Model help:ChesROMS
ChesROMS
ChesROMS is a community ocean modeling system for the Chesapeake Bay region. The model is built based on the Rutgers Regional Ocean Modeling System (ROMS, http://www.myroms.org/) with significant adaptations for the Chesapeake Bay.
Model introduction
ChesROMS is based on 3-D primitive equation physical circulation model ROMS (Regional Ocean Modeling System) with extensions on coupling with water column ecology and nutrient cycles for the Chesapeake Bay. The model consists of important components for retrospective and near real time data acquisition and prep- and post- processing to make the model suitable for hindcast, nowcast and short time forecast of the Bay wide physics and ecology.
Model parameters
Uses ports
This will be something that the CSDMS facility will add
Provides ports
This will be something that the CSDMS facility will add
Main equations
Nitrification and Denitrification
1) Potential nitrification rate
[math]\displaystyle{ R_{pn} = {\frac{R_{max}}{1+[O_{2}]/K_{i}}} \times {\frac{[O_{2}]}{K_{m}+[O_{2}]}} }[/math] (1)

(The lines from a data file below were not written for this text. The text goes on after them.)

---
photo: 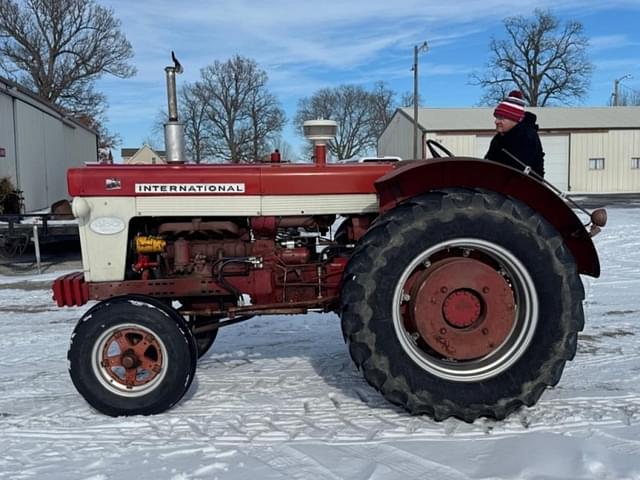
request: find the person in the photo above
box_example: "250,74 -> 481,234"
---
484,90 -> 544,177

2) Percentage of coupled nitrification-denitrification rate in total nitrification
[math]\displaystyle{ \tau_{D_{n}} = {\frac{D_{n}}{D_{n} + \left ( J[NO_{3}^-] - D_{w}\right )}} }[/math] (2)
Water Column Model
3)Phytoplankton concentration
[math]\displaystyle{ {\frac{\partial Phy}{\partial t}} = \mu_{max} f\left(I\right ) min \left ( L_{NO_{3}} + L_{NH_{4}}, L_{PO_{4}} \right ) \left ( 1 - \gamma \right ) Phy - gZ -m_{P}^\left (max\right ) Phy - \tau \left (D_{s} + Phy \right ) Phy - w_{Phy} {\frac{\partial Phy}{\partial z}} }[/math] (3)
4) maximum growth rate of phytoplankton
[math]\displaystyle{ \mu_{max} \left (T\right ) = \mu_{0} 1.066^T }[/math] (4)
5) Nutrient limitation of nitrate represented by Mchealis-Menton type function
[math]\displaystyle{ L_{NO_{3}} = {\frac{NO_{3}}{k_{NO_{3}} + NO_{3}}} {\frac{k_{NH_{4}}}{k_{NH_{4}} + NH_{4}}} }[/math] (5)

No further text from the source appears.